That varies with the powder. Stick powders can compact a lot, but true sphericals, like H380, change very little as they tend to roll into minimum bulk automatically. This is why sphercial propellants meter more consistently in any measure.
That bulk density changes with powder lots is nothing new. It's the reason weight rather than volume is the standard manual load data, Lee's VMD's notwithstanding. Weight can err due to water content by around 3% equivalent powder charge variance, but volume, as you've seen, can vary by three times that, so it's a less reliable starting point than weight.
Transportation subjects powder to vibration. The late Dan Hackett reported having a load that worked fine when he loaded it at home, but that caused sticky bolt lift when he loaded it at the range. It needed that transport vibration on the way from home to the range to pack it enough to slow its flame front propagation enough to produce a safe pressure.
The good news is that packing does slow burn rate, so the error isn't 100% equivalent to the weight difference. But now you know why the standard advice with a new lot of powder is to drop your charge weight 10% and load a round at that 90% of charge weight, then one at 92%, 94%, 96%, 98% and back to 100%. One round at each level is enough to you see any really obvious pressure signs, so this is only 6 rounds altogether to stay safe. Well worth it.
A chronograph is also useful. Keep aside a few rounds with the old powder lot and compare their average velocity with what the new lot under the same conditions and tune the new lot to get to the same velocity.
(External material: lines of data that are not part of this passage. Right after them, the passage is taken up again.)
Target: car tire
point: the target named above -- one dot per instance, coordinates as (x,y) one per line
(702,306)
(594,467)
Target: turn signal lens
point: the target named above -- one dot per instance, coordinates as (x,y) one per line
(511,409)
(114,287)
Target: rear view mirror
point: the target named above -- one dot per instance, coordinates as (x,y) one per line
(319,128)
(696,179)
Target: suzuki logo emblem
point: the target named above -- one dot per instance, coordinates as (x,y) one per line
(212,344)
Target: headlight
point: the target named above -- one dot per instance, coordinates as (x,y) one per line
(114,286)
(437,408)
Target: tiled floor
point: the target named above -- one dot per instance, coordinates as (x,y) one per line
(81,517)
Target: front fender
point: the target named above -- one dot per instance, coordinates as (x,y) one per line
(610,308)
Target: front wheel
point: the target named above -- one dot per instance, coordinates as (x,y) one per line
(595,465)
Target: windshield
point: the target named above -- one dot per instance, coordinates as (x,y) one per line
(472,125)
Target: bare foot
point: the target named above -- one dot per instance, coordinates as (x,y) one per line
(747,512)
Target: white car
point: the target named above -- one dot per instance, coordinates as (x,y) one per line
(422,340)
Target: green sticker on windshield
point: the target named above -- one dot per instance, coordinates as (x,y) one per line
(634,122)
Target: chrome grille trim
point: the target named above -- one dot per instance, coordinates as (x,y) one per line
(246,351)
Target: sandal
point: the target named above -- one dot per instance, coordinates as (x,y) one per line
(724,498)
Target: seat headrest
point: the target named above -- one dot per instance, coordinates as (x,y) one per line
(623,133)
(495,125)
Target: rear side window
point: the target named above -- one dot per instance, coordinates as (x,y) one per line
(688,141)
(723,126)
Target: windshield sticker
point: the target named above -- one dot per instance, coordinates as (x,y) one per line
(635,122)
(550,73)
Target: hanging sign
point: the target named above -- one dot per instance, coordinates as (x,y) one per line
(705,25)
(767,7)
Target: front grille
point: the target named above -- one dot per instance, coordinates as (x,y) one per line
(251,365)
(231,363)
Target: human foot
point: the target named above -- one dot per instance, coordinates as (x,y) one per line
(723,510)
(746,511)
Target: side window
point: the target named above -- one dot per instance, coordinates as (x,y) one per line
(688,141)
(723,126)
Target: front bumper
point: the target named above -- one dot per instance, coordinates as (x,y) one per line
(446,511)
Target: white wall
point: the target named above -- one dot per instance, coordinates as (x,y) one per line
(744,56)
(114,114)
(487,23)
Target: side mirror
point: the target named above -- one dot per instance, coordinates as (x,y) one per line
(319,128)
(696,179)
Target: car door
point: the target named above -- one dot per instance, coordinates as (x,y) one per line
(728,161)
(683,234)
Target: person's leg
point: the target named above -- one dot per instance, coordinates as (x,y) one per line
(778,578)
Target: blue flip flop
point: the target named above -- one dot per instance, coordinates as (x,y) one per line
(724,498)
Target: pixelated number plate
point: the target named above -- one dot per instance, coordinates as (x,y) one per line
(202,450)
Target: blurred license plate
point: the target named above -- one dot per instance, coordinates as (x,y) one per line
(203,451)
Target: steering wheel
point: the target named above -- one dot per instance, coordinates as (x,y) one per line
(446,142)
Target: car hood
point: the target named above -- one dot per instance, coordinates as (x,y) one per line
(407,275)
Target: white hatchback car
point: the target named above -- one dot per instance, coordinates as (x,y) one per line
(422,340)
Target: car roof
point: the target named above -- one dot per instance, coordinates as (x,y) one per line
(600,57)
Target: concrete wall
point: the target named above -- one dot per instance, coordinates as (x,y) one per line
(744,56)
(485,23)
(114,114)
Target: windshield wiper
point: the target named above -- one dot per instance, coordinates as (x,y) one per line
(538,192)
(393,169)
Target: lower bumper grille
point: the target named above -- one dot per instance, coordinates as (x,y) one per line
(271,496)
That's almost always safe because the powders, despite being different lots, have the same characteristic curve shapes. It is unsafe to try matching velocities with different types of powder. It is unsafe to use past measurements to compare if they were shot under different conditions. That's why you keep a little of the old powder around.
You may find (50-50 chance) that your new lot is slower and lower pressure. You can still safely work up to a matching velocity with it under those matching conditions. Again, it just won't fly with a different powder type than your original type. I would also not trust it if I knew the powder formulation had changed, as was announced a couple of years ago with Accurate Nitro 100.